Is the success-failure condition satisfied in our example of Duke students from NC?

For hypothesis test:

\(np = 500\times 0.16 = 80 \geq 10\)

\(n(1-p) = 500\times (1-0.16) = 500 - 80 = 420 \geq 10\)

For CI:

\(n\hat p = 500 \times 0.2 = 100 \geq 10\)

\(n(1-\hat p) = 500\times(1-0.2) = 500 - 100 = 400 \geq 10\).

Yes, it’s satisfied,

So we have \(\hat p \sim N(0.16, \sqrt{\frac{0.16(1-0.16)}{500}})\) under null and \(\hat p \overset{approx}{\sim} N(0.2. \sqrt{\frac{0.2\times 0.8}{500}})\).

Confidence interval for a proportion

When \(\hat p\) can be modeled using a normal distribution, the confidence interval for \(p\) takes the form \(\hat p \pm z^* \times SE\). The distance given by \(z^* \times SE\) is called the margin of error. Since \(p\) is unknown, we use \(\hat p\) to approximate the standard error: \(SE \approx \sqrt{\frac{\hat p(1-\hat p)}{n}}\).

\(z^*\)

The value \(z^*\) determines the confidence level. In particular, if you are interested in \((1-\alpha)\times 100\)% confidence interval, \(z^*\) describes how many standard deviations away the bounds of \((1-\alpha)\times 100\)% on standard normal (mean 0 and standard deviation 1) are.

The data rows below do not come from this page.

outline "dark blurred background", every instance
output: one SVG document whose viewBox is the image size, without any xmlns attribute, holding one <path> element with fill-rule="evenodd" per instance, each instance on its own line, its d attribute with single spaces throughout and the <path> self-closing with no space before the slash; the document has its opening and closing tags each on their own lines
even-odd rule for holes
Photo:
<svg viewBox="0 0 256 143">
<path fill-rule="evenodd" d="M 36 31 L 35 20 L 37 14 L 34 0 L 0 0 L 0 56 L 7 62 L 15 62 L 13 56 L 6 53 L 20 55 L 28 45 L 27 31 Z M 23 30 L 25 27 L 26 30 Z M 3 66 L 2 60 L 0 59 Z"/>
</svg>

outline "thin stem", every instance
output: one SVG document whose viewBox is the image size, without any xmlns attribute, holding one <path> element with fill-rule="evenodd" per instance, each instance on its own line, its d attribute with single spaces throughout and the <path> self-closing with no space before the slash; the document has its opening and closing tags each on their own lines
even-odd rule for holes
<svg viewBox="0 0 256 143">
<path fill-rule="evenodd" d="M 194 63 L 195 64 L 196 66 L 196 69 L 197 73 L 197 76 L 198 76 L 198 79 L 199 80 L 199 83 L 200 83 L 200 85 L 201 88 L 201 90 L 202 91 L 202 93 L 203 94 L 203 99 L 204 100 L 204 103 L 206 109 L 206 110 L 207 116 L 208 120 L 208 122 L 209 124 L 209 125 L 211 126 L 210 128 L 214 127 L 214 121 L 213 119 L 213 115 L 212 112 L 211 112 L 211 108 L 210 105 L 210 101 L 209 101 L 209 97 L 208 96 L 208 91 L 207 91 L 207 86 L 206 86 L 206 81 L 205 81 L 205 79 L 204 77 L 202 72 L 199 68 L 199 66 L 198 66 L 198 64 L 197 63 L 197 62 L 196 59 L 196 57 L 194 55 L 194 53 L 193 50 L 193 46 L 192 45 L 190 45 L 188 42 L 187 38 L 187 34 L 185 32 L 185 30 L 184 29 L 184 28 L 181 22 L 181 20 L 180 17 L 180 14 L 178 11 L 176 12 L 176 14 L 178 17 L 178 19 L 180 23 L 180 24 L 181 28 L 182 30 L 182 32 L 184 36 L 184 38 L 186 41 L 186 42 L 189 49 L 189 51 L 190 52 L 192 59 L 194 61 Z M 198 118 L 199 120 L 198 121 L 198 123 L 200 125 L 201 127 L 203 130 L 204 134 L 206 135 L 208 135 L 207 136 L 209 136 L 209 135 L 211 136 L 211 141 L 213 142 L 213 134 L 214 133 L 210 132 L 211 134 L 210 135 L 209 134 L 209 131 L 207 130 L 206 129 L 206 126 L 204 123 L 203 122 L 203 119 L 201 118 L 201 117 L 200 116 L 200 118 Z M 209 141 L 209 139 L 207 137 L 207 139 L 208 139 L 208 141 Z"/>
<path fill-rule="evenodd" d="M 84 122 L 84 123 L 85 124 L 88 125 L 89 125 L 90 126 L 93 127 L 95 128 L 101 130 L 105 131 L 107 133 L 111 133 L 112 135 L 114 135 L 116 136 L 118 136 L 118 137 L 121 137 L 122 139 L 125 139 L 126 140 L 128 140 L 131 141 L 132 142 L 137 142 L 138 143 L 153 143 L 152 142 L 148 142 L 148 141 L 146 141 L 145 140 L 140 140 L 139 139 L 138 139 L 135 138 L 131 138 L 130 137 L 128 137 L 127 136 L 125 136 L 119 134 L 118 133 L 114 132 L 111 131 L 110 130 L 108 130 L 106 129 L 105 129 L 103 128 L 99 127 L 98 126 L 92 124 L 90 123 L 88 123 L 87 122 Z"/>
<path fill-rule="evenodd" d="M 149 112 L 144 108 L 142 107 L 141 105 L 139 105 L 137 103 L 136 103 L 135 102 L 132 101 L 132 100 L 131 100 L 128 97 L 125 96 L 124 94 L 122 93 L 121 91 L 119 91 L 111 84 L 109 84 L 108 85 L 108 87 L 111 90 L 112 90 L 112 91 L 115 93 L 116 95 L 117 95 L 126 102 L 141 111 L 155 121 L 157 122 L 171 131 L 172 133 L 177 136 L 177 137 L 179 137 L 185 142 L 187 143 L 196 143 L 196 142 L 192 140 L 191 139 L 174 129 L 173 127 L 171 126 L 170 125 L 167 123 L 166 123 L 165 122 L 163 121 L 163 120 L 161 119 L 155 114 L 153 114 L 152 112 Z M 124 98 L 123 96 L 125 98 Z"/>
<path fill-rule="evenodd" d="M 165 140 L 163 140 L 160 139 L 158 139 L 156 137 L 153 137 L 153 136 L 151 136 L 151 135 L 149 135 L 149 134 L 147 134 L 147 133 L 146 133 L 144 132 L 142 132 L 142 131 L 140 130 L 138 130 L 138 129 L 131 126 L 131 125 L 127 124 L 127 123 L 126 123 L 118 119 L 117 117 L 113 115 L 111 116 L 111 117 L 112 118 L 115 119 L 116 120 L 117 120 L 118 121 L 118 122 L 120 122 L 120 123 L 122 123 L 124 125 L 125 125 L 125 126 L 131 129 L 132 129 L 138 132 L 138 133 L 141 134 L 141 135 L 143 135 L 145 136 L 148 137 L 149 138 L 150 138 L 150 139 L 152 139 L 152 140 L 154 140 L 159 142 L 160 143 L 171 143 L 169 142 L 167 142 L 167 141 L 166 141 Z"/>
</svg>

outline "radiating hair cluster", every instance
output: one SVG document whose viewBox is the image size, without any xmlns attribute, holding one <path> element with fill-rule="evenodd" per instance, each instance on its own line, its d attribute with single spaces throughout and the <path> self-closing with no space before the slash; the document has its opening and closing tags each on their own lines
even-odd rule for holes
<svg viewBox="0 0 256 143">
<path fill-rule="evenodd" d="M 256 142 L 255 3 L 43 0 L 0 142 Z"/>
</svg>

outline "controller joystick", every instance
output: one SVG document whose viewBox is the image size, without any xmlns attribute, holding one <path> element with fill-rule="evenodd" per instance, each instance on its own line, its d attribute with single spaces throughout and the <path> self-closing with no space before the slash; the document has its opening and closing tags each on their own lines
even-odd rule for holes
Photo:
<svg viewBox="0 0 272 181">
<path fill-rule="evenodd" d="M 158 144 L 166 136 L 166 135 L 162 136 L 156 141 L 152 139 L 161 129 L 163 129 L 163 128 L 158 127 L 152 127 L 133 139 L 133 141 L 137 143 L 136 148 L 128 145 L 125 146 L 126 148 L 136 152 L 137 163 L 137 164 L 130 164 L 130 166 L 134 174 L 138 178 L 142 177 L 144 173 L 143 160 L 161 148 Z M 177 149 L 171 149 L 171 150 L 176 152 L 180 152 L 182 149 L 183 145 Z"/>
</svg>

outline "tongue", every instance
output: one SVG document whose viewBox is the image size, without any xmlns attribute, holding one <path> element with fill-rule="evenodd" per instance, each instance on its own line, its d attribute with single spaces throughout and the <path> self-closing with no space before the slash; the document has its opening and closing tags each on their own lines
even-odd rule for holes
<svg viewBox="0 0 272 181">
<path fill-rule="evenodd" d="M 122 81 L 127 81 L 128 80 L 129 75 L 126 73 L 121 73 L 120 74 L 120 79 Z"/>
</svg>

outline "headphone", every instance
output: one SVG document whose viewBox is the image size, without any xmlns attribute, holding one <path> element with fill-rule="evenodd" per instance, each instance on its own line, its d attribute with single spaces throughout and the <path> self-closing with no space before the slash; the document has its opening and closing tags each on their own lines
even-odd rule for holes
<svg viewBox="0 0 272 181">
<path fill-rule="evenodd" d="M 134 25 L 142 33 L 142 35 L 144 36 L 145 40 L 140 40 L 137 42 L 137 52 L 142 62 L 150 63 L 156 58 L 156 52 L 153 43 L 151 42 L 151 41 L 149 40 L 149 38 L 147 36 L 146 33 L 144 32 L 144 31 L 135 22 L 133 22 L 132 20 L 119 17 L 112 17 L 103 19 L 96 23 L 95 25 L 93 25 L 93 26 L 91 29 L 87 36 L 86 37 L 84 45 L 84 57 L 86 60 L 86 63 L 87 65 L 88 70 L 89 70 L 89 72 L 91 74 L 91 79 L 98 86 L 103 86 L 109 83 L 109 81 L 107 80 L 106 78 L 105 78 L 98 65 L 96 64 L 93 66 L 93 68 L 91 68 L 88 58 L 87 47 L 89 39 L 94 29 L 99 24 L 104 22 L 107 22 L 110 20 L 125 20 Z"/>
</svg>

For example, common value of \(z^*\) is 1.96 (often approximated to be 2) indicating that the margin of error describes the variability associated with 95% of the sampled statistics.

The value of \(z^*\) can be found using qnorm() function in R.

# 99.7% CI
qnorm(0.0015)

[1] -2.967738

# 95% CI
qnorm(0.025)

[1] -1.959964

# 68% CI:
qnorm(0.16)

[1] -0.9944579

How do these relate to 68-95-99.7 rule?

Exercise 5

Construct a 95% confidence interval for \(p\), the proportion of Duke students who are residents of North Carolina.

phat = 0.2
SE = sqrt(0.2*0.8/500)

c(phat - 1.96 *SE, phat + 1.96*SE)

[1] 0.1649385 0.2350615

# using 2 as approximation of 1.96
c(phat - 2 * SE, phat + 2 * SE)

[1] 0.1642229 0.2357771

Hypothesis test for proportion

Suppose we have \(H_0: p = p_0\) vs \(H_A: p\neq p_0\) where \(p_0\) is the null value we are testing (0.16 in our example).

To apply the normal distribution framework in the context of a hypothesis test for a proportion, the independence and success-failure conditions must be satisfied. In a hypothesis test, the success-failure condition is checked using the null proportion: we verify \(np_0\) and \(n(1-p_0)\) are at least 10, where \(p_0\) is the null value.

Once conditions for using normal distribution for sample proportion under \(H_0\) are verified, we calculate standard error using \(p_0\). Thus, we assume, under null, sample proportions is distributed normally with mean \(p_0\) and standard error \(\sqrt{\frac{p_0(1-p_0)}{n}}\) (if \(H_0\) is true, this is just CLT).

Exercise 6

Perform the hypothesis test testing whether the true proportion of Duke students that are NC residents is truly smaller than 16%?

null_mean = 0.16
null_se = sqrt(0.16*(1-0.16)/500)

# pnorm calculates area to the left
# 1 - pnorm gives area to the right

1 - pnorm(q = obs_stat, mean = null_mean, sd = null_se )

With the p-value of 0.007<0.05, we reject the null.